Protein-coding gene in the species Homo sapiens

Solute carrier family 25 member 22 is a protein that in humans is encoded by the SLC25A22 gene. This gene encodes a mitochondrial glutamate carrier. Mutations in this gene are associated with early infantile epileptic encephalopathy. Expression of this gene is increased in colorectal tumor cells.

== Structure ==
The SLC25A22 gene is located on the p arm of chromosome 11 in position 15.5 and has 9 exons spanning 7,807 base pairs. The gene produces a 34.5 kDa protein composed of 323 amino acids. The encoded protein is a multi-pass transmembrane protein located in the mitochondrial inner membrane.

== Function ==
The protein encoded by SLC25A22 is involved in the transport of glutamate, cotransported with H+, across the inner mitochondrial membrane. Both SLC25A22 and SLC25A18 are mitochondrial glutamate/H+ symporters.

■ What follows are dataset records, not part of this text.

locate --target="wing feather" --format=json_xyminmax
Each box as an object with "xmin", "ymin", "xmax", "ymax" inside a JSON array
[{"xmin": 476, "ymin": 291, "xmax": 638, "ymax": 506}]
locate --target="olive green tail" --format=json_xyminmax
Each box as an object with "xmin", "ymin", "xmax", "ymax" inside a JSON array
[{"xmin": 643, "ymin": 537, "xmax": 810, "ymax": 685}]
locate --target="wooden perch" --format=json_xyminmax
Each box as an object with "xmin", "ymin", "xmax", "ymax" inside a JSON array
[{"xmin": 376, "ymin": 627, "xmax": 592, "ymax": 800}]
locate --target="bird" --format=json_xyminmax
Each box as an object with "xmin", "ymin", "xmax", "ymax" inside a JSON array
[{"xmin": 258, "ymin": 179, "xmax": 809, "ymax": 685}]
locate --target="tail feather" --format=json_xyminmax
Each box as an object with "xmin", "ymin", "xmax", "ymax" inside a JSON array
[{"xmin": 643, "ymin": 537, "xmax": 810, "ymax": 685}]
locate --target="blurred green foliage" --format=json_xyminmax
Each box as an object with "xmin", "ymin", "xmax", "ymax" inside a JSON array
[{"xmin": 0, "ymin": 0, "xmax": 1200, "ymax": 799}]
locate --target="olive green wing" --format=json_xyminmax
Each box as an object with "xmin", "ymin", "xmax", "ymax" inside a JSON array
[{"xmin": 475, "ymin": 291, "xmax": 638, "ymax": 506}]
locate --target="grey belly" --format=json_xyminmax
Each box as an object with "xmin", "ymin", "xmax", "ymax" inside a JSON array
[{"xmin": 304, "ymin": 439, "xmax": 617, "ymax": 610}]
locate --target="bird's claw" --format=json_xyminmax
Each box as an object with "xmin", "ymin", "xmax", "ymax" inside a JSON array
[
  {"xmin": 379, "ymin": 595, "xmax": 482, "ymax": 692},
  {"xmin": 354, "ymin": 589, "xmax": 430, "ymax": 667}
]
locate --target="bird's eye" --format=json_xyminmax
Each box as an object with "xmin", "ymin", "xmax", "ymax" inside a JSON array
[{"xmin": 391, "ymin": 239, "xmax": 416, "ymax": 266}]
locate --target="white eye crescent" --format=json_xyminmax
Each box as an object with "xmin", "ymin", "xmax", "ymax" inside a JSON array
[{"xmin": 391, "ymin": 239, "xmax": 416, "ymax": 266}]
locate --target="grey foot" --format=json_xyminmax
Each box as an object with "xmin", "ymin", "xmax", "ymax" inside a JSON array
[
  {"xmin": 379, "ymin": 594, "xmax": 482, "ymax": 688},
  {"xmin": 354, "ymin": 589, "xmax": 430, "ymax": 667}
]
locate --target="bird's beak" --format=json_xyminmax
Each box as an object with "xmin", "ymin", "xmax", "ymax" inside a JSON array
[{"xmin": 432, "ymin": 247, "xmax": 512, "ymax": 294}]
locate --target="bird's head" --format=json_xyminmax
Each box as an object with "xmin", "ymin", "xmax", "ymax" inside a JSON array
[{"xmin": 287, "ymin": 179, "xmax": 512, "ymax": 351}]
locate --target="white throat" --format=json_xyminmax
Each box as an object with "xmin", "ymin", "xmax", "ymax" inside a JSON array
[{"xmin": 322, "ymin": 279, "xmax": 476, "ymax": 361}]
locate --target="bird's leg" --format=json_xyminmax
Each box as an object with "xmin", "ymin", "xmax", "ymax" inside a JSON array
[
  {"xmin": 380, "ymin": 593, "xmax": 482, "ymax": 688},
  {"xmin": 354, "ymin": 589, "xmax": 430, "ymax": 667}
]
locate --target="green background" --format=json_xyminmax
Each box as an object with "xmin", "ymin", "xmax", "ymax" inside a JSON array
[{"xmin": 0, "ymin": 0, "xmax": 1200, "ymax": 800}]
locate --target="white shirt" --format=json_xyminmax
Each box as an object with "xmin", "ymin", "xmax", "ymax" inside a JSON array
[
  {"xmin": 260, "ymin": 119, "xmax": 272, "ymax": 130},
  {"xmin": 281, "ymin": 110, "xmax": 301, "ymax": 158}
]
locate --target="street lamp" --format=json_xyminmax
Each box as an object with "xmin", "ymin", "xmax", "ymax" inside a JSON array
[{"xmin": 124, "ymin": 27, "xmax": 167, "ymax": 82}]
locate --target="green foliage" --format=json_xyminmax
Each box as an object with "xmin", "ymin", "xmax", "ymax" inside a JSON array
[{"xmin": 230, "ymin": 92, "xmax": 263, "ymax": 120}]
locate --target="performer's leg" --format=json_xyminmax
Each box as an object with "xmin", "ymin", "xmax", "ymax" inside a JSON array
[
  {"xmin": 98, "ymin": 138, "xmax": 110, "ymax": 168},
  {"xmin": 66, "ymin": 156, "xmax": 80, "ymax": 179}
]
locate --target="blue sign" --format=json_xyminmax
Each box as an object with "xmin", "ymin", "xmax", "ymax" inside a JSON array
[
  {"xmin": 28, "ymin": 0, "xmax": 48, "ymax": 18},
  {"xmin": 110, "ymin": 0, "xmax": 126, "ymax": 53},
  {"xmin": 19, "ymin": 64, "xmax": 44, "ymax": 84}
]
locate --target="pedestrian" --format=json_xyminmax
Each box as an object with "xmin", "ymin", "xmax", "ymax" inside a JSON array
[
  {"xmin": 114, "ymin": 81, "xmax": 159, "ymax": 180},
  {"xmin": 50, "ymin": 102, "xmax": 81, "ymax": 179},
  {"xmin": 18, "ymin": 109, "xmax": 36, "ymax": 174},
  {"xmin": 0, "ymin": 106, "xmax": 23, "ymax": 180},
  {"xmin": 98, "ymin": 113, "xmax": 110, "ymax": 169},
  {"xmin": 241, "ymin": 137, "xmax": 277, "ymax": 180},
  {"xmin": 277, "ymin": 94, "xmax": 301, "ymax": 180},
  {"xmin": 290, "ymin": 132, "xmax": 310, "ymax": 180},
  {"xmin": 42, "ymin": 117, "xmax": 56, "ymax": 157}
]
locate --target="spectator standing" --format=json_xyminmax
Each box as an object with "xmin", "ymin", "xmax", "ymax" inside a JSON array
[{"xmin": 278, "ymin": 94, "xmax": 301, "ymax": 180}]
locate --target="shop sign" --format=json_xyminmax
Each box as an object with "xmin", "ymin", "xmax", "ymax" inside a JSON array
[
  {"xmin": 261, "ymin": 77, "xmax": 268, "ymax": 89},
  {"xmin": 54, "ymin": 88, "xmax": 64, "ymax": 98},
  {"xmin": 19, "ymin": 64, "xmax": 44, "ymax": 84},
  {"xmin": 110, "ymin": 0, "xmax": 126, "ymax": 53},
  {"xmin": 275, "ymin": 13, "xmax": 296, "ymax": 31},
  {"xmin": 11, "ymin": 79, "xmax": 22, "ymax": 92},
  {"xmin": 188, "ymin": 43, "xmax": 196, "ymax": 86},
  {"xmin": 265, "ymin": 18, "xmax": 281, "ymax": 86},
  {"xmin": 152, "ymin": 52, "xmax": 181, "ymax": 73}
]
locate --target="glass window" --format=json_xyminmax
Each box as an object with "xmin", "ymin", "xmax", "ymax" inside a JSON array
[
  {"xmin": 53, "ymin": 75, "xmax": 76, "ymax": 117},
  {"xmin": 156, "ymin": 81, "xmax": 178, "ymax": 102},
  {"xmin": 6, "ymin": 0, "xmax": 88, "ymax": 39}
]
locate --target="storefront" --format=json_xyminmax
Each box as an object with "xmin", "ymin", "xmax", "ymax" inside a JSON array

== Clinical significance ==

=== Epileptic encephalopathy ===
Mutations in the SLC25A22 gene cause early infantile epileptic encephalopathy 3 (EIEE3), a severe form of epilepsy characterized by frequent tonic seizures or spasms beginning in infancy with a specific EEG finding of suppression-burst patterns, characterized by high-voltage bursts alternating with almost flat suppression phases. Epileptic encephalopathy early infantile type 3 is characterized by a very early onset, erratic and fragmentary myoclonus, massive myoclonus, partial motor seizures and late tonic spasms. The prognosis is poor, with no effective treatment, and children with the condition either die within 1 to 2 years after birth or survive in a persistent vegetative state.

Migrating partial seizures in infancy, caused by a specific G110R mutation in the SLC25A22 gene, can be inherited.

Although expression of SLC25A22 is high in most tissues, expression is particularly strong in the developing brain, with regions of the brain involved in the genesis and control of myoclonic seizures specifically expressing SLC25A22 during human development.

=== Colorectal cancer ===
SLC25A22 expression is increased in colorectal tumor tissues compared to matched nontumor colon tissues. Increased expression of the encoded protein was associated with decreased survival times in colorectal cancer patients. Knockdown of this gene in mutant colorectal cells decreased their migration, proliferation, and invasion.

== Interactions ==
The encoded protein interacts with SLC38A1, NDUFAF4, and 43 other proteins.